La Jornada viernes 26 de junio de 1998

Dios es redondo Ť Juan Villoro
Los valientes llegan tarde

El Estadio Azteca se construyó a unas calles del Instituto Nacional de Cardiología para que los infartados fueran atendidos a tiempo. El futbol provoca arrebatos que exceden al deporte, y el equipo de Manuel Lapuente merece el Premio Ignacio Chávez por indagar tan a fondo las tribulaciones de nuestro corazón.

El 25 de junio, la república del ajonjolí amaneció con insólita devoción coreana. Nuestra permanencia en el Mundial parecía depender de que Bélgica empatara con Corea. En el partido contra Holanda, estábamos dispuestos a cantar Cielito lindo con los ojos cerrados. La ceguera constataba nuestra fe y nuestro pronóstico en el marcador.

La cotización de los jugadores de Holanda se asemeja a la deuda pública de un país centroamericano y su estilo de juego es monstruosamente paritario: les gusta anotar cuando los once ya tocaron el balón y descansar cuando los once ya anotaron. Ante tamaño poderío era fácil suponer que el guardameta holandés no tendría que lavar la sudadera después del encuentro.
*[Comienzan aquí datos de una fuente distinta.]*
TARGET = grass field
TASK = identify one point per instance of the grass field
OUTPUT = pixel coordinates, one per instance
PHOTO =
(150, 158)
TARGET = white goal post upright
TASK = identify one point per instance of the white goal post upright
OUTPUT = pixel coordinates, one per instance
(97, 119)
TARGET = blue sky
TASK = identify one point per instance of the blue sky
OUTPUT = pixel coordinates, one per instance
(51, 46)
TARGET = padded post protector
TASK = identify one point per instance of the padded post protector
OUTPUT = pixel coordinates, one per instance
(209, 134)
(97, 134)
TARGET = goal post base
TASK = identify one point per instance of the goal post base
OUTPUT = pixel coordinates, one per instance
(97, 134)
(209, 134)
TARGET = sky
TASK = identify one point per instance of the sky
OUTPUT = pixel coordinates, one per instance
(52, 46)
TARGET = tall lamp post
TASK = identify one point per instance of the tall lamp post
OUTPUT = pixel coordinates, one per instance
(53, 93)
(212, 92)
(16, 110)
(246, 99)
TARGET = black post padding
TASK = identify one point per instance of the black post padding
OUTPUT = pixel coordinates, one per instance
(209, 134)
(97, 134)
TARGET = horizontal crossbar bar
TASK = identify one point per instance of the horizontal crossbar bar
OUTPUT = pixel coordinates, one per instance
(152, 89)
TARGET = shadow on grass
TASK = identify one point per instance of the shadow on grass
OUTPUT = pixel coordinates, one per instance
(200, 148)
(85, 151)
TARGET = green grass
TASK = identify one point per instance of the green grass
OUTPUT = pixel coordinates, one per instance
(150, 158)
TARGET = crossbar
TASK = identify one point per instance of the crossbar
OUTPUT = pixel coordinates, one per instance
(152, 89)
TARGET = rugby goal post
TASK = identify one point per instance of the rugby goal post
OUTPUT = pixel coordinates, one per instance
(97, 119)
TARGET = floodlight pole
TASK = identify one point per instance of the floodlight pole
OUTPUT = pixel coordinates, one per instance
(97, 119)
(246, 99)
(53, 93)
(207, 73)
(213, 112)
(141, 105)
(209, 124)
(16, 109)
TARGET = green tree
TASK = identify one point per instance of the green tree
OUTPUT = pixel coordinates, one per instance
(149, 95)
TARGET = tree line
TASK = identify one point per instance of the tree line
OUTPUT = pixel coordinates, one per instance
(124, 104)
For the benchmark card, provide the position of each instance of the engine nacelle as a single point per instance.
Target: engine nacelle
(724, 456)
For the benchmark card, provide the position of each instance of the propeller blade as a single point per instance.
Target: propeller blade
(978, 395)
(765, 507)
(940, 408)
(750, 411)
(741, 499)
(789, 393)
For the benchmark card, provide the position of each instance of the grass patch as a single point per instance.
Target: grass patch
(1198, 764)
Lapuente nos ahorró el disgusto de buscar al inexistente Ordiales en la cancha, pero su alineación inicial fue dictada por una prudencia suicida: Blanco y Hernández aislados en dos estepas, Ramírez y García Aspe en el centro del campo y una confusión de defensas, laterales fantasmas y medios de contención. Arellano, que dio un partidazo contra Bélgica, miraba el juego desde la banca. El equipo parecía entrenado por Javier Clemente, un aritmético convencido de que dos números cuatro equivalen a un número ocho. Nos sobraba defensa, nos faltaba media y aguardábamos los embates con el estoicismo de las ciudades que son tres veces heroicas porque han sido tres veces conquistadas. A las muchas desgracias nacionales teníamos que agregarle ésta: no sabemos rezar en coreano.

Fuera del campo, Lapuente observaba el juego como si estuviera detrás de un mostrador. El marcador estaba 2-0 en contra, y para colmo Corea perdía en el otro partido. Pero él hacía tranquilas sumas y restas.

El rapto de Europa

Resulta un poco ruin revisar los primeros tiempos de una selección que se transfigura en el descanso. Del masoquismo pasamos a la epopeya. La nación que disfruta que le den toques eléctricos, arregla turbinas con un alambrito. Quizá por conocer en detalle los ejercicios de San Ignacio de Loyola, Lapuente se ha propuesto calar la fe de su afición. ¿Quién podía creer en un equipo que le mandaba un fax al arquero enemigo anunciando su intención de tiro y esperaba el tercer gol como un pedido de room service? Pero el futbol existe para negar la evidencias. Contra la historia y la objetividad, la selección llevó el partido a la zona imaginaria donde las proezas son posibles. Lo que vimos en la cancha no reclama análisis sino electrocardiogramas. Baste decir que los once de Lapuente le han dado dimensión épica a una de las mayores tradiciones mexicanas: la impuntualidad.

En tiempo de compensación, el marcador 2-1 lucía definitivo. Pero nuestros valientes llegan tarde. El encuentro ya sólo tenía unos segundos administrativos que ofrecer cuando Luis Hernández encaró una pregunta atávica: ``¿qué, era para hoy?'' Lo que siguió escapa a la razón serena: una barrida de excepcional coraje y el gol tardío más valioso en la historia del futbol mexicano.

Paraguay, Argentina, Brasil, Chile y México están en la siguiente ronda. La mitología empieza a rescribirse: América Latina prepara el rapto de Europa.